Even though the Lightning was a clean-air machine on a dirty-air day, there were other reasons to enjoy the trip. Despite the smoke smell and occasional flurry of ash, it was nice to drive the Mountain Loop Highway with the window down. (It’s not what you would call an actual highway; a long stretch of the Loop is unpaved.) With no sound other than an occasionally audible whine of motors and the crunch of tires on gravel, you could hear the Sauk River flowing alongside — and even birdsong. It was much like the experience of driving a convertible, where more of your senses are engaged with your surroundings in a way they normally aren’t.
The GPS readouts of the nav screen told us that the road rose to 2,300 feet of elevation before pacing the river downhill toward the logging and bluegrass town of Darrington. The Lightning’s dashboard EV gauge does not tell you a specific battery percentage along the way; presumably Ford does this on purpose, because with a 320-mile official range estimate, a driver shouldn’t have to sweat every percentage point like we used to with other EVs. Hoisting the Lightning’s 6,000 pounds up and down the hill expended an average of 2.5 miles/kWh over a trip of 205 miles. Arriving home and checking the truck’s startup animation, which is when the computer does briefly reveal a precise battery percentage, showed 40% charge remaining, with an estimated additional 125 miles of range to go. Together, that’d be a total of 330 miles on a single charge, beating the EPA estimate. Without elevation gain and with the benefits of more regen during around-town driving, it’d surely do even better.

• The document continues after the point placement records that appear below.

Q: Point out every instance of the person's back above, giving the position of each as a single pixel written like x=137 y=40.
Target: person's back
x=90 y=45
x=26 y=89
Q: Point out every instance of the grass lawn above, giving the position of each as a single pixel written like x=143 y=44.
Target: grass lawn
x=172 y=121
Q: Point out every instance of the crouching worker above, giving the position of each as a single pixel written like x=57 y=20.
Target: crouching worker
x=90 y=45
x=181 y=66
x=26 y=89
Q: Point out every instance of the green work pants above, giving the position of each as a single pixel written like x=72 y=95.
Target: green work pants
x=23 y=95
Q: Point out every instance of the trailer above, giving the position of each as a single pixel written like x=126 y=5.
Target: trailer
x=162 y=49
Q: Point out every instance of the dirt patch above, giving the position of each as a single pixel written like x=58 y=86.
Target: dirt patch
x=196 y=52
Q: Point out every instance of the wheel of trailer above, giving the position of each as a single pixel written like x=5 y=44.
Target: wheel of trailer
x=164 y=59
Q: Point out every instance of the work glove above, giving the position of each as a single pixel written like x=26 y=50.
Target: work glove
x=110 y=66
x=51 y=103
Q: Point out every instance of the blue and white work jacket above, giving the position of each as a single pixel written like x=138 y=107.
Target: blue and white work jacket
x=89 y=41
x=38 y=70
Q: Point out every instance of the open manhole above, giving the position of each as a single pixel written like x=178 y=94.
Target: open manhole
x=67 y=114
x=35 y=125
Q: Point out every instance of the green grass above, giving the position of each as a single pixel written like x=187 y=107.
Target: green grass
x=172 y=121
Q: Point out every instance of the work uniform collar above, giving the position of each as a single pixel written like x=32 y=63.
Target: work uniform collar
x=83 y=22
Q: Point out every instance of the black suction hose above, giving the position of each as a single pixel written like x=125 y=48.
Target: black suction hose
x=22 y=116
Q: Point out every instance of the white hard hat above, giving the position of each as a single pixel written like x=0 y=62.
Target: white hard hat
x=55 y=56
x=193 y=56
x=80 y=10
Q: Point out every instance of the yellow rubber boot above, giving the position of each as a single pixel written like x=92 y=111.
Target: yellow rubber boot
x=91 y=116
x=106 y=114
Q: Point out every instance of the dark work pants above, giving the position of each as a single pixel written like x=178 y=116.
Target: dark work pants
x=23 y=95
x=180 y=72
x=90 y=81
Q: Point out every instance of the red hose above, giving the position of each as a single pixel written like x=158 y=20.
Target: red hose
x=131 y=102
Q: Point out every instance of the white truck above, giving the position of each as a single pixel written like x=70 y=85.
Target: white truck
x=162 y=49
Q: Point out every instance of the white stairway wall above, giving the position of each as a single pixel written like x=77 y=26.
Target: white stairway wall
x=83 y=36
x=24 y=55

With no 240-volt charger at home, it took the XLT nearly three days to sip its way back to full charge from a 120-volt outlet — that’s the downside of having such a big battery. Obviously if you owned this truck you’d want to get an electrician in for an update to your garage.
Once the Lightning was topped off, I pulled it back out of the barn to take some pictures. It still had flakes of ash on it, and was generally dirty from the roadtrip. But a dirty truck is a happy truck. And a truck with clean emissions can be a happy thing too.